Yes a -20 C freezer can work, however, you may have to freeze for a little longer than 5 minutes.
The highsest peak i have after this method & nanodropping the results is at the 230 mark, is that still considered DNA? Or is it because of the presence of EtBr, Thank You
It is because of EtBr. Please see the print protocol for this method that points this out. patharkar.com/2019/02/gel-purification-freeze-squeeze
Hi, I was just wondering since you stain your gel with EtBr and use a pipette to push the liquid from the tip, won't your pipette be contaminated with EtBr? sorry, I'm just not sure because we don't have a designated pipette for EtBr. Thank you!
Virtually all of the EtBr would end up in the bottom of the tube. Trace amounts that might end up on the pipette could be wiped off with a kimwipe and 70% ethanol. If EtBr concerns you, you could just waste the DNA that remains in the tip or you could expel that liquid with a disposable transfer pipet. I hope this helps.
Can i use liquid nitrogen?
Yes, but a regular freezer will suffice.
Did you measure the O.D of the extracted DNA?

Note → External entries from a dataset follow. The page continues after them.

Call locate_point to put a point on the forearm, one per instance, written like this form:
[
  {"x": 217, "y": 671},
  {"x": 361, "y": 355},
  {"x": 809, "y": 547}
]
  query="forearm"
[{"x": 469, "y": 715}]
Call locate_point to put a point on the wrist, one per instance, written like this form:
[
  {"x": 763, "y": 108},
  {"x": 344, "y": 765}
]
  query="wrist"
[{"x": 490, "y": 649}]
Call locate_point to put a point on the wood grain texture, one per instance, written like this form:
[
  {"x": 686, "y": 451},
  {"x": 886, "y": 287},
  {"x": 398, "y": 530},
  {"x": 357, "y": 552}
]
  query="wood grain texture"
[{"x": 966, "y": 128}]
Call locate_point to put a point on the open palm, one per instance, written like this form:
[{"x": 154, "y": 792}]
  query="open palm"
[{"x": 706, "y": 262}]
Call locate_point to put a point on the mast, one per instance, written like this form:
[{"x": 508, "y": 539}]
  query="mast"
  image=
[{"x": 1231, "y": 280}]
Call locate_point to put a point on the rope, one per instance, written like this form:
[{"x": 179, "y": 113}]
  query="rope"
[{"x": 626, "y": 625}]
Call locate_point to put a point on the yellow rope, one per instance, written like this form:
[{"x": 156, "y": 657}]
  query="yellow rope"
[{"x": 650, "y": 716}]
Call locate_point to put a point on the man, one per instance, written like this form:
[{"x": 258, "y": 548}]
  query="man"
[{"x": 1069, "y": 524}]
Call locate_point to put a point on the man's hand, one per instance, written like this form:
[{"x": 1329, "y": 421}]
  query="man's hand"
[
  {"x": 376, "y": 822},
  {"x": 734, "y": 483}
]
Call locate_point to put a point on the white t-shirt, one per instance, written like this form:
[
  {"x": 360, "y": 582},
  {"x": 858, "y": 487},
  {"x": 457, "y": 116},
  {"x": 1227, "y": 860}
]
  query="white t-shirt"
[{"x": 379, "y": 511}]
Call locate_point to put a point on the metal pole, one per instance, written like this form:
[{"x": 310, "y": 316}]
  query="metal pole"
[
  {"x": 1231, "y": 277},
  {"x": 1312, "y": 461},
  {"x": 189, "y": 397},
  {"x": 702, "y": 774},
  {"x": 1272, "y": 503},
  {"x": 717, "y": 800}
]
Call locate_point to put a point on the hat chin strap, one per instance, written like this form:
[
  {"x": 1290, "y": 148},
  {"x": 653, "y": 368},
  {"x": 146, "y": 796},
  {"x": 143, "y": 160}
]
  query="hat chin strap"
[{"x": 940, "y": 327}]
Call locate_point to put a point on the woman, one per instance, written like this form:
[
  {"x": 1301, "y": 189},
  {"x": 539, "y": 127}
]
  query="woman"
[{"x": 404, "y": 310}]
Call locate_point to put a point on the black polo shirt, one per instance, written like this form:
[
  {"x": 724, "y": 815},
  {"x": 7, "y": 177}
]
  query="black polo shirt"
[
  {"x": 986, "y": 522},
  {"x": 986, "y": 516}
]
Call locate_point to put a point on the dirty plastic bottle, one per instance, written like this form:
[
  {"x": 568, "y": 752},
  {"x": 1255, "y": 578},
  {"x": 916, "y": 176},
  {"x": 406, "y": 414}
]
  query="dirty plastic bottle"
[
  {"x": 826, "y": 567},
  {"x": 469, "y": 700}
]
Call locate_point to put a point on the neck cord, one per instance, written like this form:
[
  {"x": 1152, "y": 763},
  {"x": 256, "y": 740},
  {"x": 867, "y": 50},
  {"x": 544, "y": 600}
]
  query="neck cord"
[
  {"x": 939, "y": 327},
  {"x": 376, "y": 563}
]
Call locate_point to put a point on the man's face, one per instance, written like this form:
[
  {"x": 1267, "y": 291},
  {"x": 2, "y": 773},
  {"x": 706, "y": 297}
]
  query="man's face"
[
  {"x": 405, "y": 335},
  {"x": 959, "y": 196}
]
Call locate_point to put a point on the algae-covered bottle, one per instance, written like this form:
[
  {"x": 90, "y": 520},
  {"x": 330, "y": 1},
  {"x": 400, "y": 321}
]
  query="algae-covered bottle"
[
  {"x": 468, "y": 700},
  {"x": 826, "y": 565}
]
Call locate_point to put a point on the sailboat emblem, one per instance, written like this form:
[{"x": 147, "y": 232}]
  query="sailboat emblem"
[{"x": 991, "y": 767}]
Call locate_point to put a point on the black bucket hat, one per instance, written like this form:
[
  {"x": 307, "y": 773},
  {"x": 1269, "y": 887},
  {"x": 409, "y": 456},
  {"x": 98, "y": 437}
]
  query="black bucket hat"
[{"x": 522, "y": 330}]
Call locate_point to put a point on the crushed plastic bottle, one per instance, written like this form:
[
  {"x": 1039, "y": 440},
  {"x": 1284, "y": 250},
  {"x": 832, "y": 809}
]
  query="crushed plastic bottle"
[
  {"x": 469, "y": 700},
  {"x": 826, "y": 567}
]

You can get a meaningful absorbance of the DNA only after you further clean the DNA up by a method like phenol:chloroform extraction because ethidium bromide in the sample will interfere with spec readings. Phenol:chloroform can remove ethidium bromide. However, the DNA generated by this method is pure enough for setting up a ligation or similar enzymatic reaction directly.
Very smart way! Two questions: is there any size limitation of the DNA to be released? Will a vector more than 10 kb work in this method? Will the recovered DNA work with the In Fusion cloning system? Thanks!
As size goes up, recovery goes down. This is also true for commercial gel extraction kits. I use this method for 10 kb vectors. Yes it will work with Fusion, however, you could combine it with a PCI extraction if you want to increase the efficiency. patharkar.com/2019/01/dna-extraction-phenol-chloroform-method I hope this helps.
Can you give me information, how ul that you use for ligation reaction?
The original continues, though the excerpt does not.